Strike by L.A. teachers enters fifth day amid talks

LOS ANGELES — Teachers picketed and rallied Friday as a strike against the giant Los Angeles Unified School District extended to a fifth day with a new round of contract negotiations underway.

Drums, whistles, shouts and honks from supportive motorists echoed through downtown as groups of teachers and backers walked to a rally that drew thousands to Grand Park near City Hall.

Negotiations between United Teachers Los Angeles and the district resumed before noon. The talks organized by Mayor Eric Garcetti’s office began Thursday afternoon and didn’t break until after midnight.

“Bargaining teams from UTLA and LAUSD had a productive day of contract negotiations,” the mayor’s office said in brief statement.

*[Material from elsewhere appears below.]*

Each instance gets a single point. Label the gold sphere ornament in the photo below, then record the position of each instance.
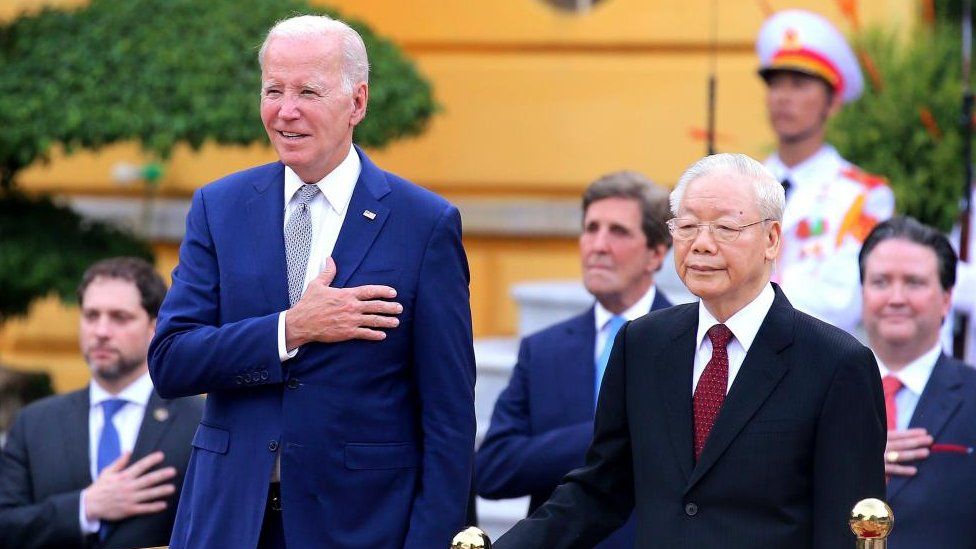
(871, 519)
(471, 538)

The mayor does not have authority over the Los Angeles Unified School District but has sought to help both sides reach an agreement.

Union President Alex Caputo-Pearl earlier tempered expectations for an immediate resolution, noting that bargaining had gone on for 21 months before the strike and key differences remained.

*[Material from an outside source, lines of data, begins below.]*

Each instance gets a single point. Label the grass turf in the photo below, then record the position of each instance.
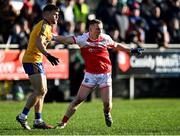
(137, 117)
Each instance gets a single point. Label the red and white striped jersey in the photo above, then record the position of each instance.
(95, 53)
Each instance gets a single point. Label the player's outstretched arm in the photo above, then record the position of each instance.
(122, 47)
(64, 39)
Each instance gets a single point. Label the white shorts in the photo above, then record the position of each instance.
(92, 80)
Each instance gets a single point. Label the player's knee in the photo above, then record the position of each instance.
(41, 92)
(107, 105)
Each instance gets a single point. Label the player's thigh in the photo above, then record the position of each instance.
(38, 82)
(106, 93)
(83, 92)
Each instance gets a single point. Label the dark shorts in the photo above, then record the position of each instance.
(33, 68)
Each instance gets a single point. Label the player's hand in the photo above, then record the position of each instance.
(137, 51)
(52, 59)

Clashes over pay, class sizes and support-staff levels in the district with 640,000 students led to its first strike in 30 years and prompted the staffing of classrooms with substitute teachers and administrators.

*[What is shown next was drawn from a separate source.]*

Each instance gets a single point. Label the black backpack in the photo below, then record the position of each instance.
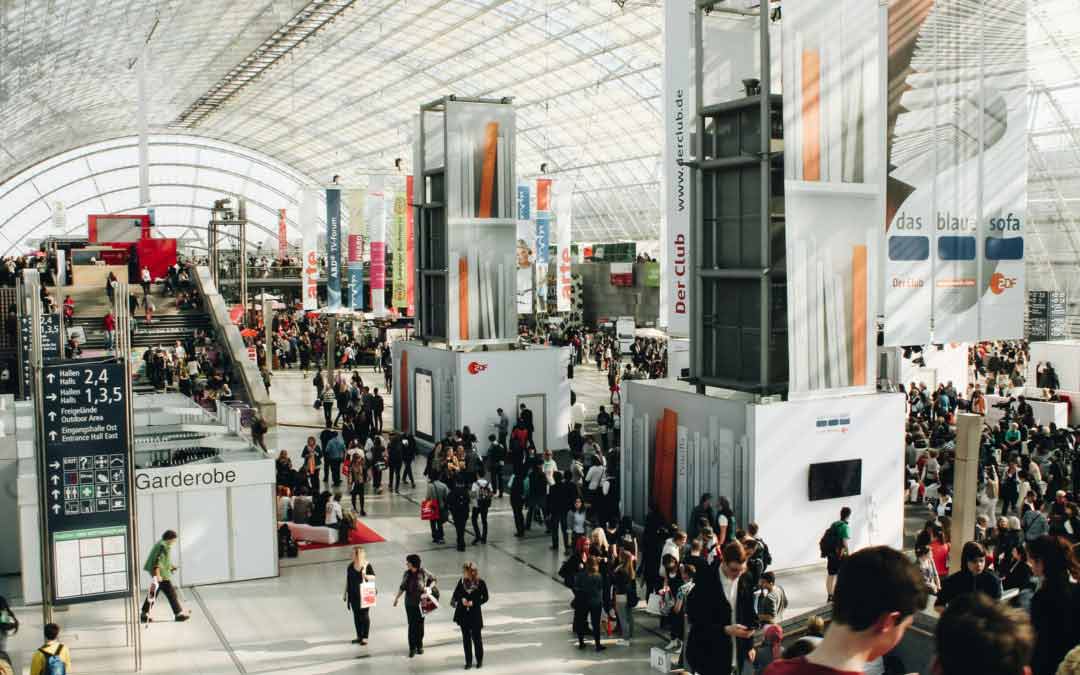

Parents and children have joined the protests despite heavy rain that drenched the city. Overall attendance fell to 83,900 students on Thursday.

With state funding dependent on attendance, student absences cost the district about $97 million over four days, the district said. At the same time, it doesn’t have to spend about $10 million a day on teacher pay.

The union representing principals urged LA Unified to close schools until the strike is over. If the district can’t close the campuses, Associated Administrators of Los Angeles asked for additional resources for principals who have helped keep schools running while teachers walk picket lines.

In response, Superintendent Austin Beutner acknowledged the administrators’ sacrifices but said LAUSD schools must remain open to provide a safe place for students.

All 1,240 K-12 schools in the district were open — a departure from successful strikes in other states that emboldened the LA union to act.

The union rejected the district’s latest offer to hire nearly 1,200 teachers, counselors, nurses and librarians and to reduce class sizes by two students. It also included a previously proposed 6 percent raise over the first two years of a three-year contract. The union wants a 6.5 percent hike at the start of a two-year contract.

District officials have said teacher demands could bankrupt the school system. Beutner has urged the teachers to join him in pushing for more funding from the state, which provides 90 percent of the district’s money.